Cloud and SaaS applications like Salesforce, Workday, Linkedin and Netsuite have transformed specific business units — Sales, HR, Recruiting and ERP respectively. These verticalized applications have had a profound impact on the way work gets done in modern businesses.

However, there are a number of ugly and inefficient business processes that remain highly manual. These workflows require a high degree of coordination and collaboration between employees, disparate teams, managers and third party vendors. The long chains of meetings, emails, files sent, spreadsheets, comments and revisions and waiting and wondering if your counterparts have viewed or edited your documents is extremely tedious and time consuming.
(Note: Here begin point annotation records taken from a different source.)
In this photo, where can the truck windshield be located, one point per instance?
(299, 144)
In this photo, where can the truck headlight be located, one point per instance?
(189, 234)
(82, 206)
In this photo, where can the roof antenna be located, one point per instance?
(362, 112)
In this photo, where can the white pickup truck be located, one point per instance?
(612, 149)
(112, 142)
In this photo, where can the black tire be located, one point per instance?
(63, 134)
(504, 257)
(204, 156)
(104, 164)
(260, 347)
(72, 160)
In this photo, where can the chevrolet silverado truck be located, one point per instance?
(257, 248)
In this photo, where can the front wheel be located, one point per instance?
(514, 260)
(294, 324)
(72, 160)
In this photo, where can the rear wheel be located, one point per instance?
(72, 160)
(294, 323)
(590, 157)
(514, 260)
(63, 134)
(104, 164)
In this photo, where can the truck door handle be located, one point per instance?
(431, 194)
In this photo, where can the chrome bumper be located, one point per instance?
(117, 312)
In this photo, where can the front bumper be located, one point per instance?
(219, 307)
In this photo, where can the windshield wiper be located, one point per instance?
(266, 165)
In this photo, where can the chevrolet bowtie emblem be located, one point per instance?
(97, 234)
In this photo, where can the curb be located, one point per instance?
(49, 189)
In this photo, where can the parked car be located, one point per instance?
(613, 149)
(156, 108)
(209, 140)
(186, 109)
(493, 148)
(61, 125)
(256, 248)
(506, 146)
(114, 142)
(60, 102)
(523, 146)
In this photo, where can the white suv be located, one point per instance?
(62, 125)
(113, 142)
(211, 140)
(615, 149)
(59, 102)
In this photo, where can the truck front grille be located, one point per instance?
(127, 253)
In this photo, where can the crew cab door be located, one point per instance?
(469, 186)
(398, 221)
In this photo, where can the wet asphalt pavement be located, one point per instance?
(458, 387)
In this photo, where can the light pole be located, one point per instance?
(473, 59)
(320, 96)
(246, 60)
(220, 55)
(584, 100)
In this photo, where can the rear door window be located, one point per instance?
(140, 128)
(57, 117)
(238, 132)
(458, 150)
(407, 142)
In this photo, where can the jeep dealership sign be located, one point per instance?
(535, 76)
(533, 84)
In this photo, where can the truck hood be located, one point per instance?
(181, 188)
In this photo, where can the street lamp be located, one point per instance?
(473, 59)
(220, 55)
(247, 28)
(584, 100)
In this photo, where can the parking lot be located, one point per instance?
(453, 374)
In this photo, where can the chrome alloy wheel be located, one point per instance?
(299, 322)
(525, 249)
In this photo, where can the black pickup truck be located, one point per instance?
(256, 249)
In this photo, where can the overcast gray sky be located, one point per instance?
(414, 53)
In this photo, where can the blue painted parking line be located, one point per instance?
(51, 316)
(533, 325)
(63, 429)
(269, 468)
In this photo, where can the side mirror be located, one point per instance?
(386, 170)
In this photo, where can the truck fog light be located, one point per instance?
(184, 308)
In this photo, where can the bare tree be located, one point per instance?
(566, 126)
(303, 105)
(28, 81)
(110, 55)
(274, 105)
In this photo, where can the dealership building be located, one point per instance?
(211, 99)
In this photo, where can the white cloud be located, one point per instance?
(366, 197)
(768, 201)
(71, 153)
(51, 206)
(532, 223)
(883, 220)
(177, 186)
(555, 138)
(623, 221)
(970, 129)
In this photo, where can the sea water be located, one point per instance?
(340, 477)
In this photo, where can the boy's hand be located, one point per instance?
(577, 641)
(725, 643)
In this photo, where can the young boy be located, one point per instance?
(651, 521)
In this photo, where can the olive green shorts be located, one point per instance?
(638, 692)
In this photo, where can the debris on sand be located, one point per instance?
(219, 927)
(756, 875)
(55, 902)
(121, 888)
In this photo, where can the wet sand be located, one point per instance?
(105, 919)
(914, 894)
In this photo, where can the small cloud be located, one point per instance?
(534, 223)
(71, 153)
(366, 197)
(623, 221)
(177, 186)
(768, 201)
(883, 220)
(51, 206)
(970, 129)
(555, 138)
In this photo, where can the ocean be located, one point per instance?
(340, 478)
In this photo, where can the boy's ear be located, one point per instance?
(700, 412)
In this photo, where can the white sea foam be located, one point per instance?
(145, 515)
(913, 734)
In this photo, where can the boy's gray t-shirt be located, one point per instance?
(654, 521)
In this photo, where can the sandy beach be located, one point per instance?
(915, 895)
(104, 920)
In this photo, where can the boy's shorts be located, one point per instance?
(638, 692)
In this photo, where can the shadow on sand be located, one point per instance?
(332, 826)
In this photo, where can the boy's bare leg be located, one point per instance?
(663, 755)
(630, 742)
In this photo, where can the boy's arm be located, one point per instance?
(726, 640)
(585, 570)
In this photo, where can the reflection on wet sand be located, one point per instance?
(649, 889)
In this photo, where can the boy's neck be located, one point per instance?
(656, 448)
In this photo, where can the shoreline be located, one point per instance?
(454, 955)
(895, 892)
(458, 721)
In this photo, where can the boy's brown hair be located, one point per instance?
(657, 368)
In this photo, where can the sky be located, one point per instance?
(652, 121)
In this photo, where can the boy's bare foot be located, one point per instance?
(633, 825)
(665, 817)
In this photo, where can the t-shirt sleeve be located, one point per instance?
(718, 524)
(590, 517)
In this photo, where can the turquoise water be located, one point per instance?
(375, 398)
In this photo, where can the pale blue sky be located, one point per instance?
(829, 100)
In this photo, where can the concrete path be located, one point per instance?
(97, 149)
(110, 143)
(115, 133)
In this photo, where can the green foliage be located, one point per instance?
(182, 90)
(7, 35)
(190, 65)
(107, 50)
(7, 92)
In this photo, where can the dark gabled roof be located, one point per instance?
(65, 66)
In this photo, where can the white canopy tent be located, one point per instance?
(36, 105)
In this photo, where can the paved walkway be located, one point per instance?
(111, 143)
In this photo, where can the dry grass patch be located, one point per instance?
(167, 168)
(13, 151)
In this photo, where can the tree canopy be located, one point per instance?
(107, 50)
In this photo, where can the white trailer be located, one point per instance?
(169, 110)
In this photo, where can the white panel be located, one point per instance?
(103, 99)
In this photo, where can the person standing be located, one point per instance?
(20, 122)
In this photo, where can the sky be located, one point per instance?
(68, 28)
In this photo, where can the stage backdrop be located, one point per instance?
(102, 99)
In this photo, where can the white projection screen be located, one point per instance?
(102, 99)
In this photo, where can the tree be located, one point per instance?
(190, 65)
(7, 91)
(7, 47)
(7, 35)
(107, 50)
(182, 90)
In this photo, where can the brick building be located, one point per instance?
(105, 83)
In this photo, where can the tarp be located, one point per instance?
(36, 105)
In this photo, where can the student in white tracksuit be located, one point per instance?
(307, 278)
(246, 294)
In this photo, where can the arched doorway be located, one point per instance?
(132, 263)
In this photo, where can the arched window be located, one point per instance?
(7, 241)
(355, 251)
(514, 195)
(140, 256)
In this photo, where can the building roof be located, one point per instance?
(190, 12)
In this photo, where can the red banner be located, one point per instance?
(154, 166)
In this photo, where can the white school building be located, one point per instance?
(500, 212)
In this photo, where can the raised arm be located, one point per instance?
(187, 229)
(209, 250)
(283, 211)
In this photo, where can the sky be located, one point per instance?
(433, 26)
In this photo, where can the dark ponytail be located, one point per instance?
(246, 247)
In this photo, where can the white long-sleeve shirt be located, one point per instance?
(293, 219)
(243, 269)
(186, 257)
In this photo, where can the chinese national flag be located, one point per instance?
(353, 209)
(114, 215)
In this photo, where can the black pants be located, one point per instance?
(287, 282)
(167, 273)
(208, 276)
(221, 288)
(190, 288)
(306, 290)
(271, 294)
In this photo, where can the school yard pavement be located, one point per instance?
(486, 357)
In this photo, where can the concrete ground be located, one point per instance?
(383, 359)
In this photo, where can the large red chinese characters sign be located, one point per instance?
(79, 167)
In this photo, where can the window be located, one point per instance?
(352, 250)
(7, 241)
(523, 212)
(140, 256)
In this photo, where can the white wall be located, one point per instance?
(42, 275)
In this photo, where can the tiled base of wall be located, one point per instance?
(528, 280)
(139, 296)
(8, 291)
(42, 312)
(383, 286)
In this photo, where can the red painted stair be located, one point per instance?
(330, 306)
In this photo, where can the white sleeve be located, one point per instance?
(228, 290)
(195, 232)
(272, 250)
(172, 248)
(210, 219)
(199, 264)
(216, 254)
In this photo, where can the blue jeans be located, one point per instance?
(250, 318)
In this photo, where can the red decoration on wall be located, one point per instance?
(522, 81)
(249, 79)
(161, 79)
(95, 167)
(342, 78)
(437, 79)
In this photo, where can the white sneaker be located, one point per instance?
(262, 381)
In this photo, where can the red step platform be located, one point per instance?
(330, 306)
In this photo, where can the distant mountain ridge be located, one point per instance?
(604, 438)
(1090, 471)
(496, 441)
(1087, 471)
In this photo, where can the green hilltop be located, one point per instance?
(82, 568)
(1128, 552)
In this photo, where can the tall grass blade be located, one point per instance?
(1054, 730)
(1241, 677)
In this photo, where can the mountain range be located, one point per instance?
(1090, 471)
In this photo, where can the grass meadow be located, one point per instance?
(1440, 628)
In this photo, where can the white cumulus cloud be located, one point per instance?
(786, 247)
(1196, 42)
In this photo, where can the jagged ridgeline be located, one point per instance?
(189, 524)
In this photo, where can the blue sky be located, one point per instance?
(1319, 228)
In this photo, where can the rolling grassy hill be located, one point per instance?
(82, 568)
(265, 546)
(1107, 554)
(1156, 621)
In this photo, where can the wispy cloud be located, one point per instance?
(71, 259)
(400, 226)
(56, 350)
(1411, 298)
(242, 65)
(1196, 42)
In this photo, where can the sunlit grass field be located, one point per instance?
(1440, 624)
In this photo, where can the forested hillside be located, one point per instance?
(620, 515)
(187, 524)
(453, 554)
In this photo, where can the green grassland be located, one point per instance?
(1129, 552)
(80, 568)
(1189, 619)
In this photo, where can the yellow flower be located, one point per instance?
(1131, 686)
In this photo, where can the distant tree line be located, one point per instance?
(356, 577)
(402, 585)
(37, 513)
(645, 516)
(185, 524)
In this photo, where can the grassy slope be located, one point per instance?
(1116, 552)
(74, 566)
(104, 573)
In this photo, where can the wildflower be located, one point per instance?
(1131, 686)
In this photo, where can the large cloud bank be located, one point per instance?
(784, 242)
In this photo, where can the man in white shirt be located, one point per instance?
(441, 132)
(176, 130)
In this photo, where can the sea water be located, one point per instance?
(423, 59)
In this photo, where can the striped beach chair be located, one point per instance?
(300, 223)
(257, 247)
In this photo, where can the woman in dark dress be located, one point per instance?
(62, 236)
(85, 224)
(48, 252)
These processes are almost exactly the same as they were since the invention of corporate email. Union Square Ventures recently did a deep dive on a similar topic. One of the partners, Albert, referenced a famous Harvard Business Review article from 1990 by Michael Hammer titled “Don’t Automate, Obliterate.” The author argues that the methods for boosting performance — process rationalization and automation haven’t yielded the dramatic improvements that companies need.

Many of our job designs, work flows, control mechanisms, and organizational structures came of age in a different competitive environment and before the advent of the computer. They are geared toward efficiency and control. Yet the watchwords of the new decade are innovation and speed, service and quality.

Therefore, it should come as no surprise that business processes and structures are outmoded and obsolete: our work structures and processes have not kept pace with the changes in technology, demographics, and business objectives.

Here are some of the problems that arise:

  • Conventional process structures are fragmented and piecemeal, and they lack the integration necessary to maintain quality and service
  • They are breeding grounds for tunnel vision, as people tend to sacrifice the goals of the larger organization to further the specific goals of their individual departments which leads to further siloing of the organization
  • When work is handed off from person to person and unit to unit, delays and errors are inevitable
  • Accountability blurs, and critical issues fall between the cracks
  • Moreover, no one sees enough of the big picture to be able to respond quickly to new situations

Now more than ever, these “Last Mile” business processes once thought of as “cost centers” can be transformed into competitive advantages in efficiency and agility via software. The author has a number of recommendations:

  • Reengineering requires looking at the fundamental processes of the business from a cross-functional perspective
  • Organize around outcomes, not tasks
  • Treat geographically dispersed resources as though they were centralized
  • Capture information once and at the source
  • people who do the work should make the decisions and that the process itself can have built-in controls

While were a long way from perfectly harmonious workflows, at the heart of the solution is collaboration and then providing the infrastructure, systems and tools for people to work better together. The class of software attacking these last mile problems, is what Gartner calls “Enterprise File Synchronization and Sharing.”

This term vastly belies the value. Heidi Gardner, a distinguished fellow at Harvard analyzed the effects when people don’t collaborate in Professional Service & Law firms. Simply put, the more disciplines that are involved in a client engagement, the greater the annual average revenue the client generates — as much as 5x more revenue.

The breadth of the changes required suggests one factor that is necessary for this type of reengineering to succeed: executive leadership. Beginning with the vision, collaboration tools are radically transforming the execution. Obsolete workflows are made frictionless by capturing information once, centralizing it, making it accessible everywhere seamlessly and ultimately transforming the enterprise.

Here’s how its transformed a shoe manufacturing company from initial design of the product through marketing and sales. The European design team shares the initial design files with headquarters in the US and when finalized, manufacturing in China already has access to the files immediately reducing the necessity for physical shipment of large design files. The revision workflow is accelerated dramatically and time to market is reduced by 6–12 weeks depending on project. The marketing team is able to distribute view only folders to all retail locations so they have consistent brand messaging and sales always has the latest collateral on their ipad. Previously, pulling data from a wiki, and staying up to date meant constant back and forth from both teams and now there is a universal source of truth and neither side has to worry about not having the right data.

Look at your business and ask yourself if you are leading the transformation of your business and providing the tools to transform workflows to make your organization more collaborative and agile.

In my opinion, EFSS just solves one problem of the puzzle. For collaboration, I find tools like slack more useful.

Nice article Rob. What do you think is the future of EFSS though? Will it remain limited to collaborative editing and permission based sharing or will it become a part of a larger eco system in the business process and not only a stand alone application?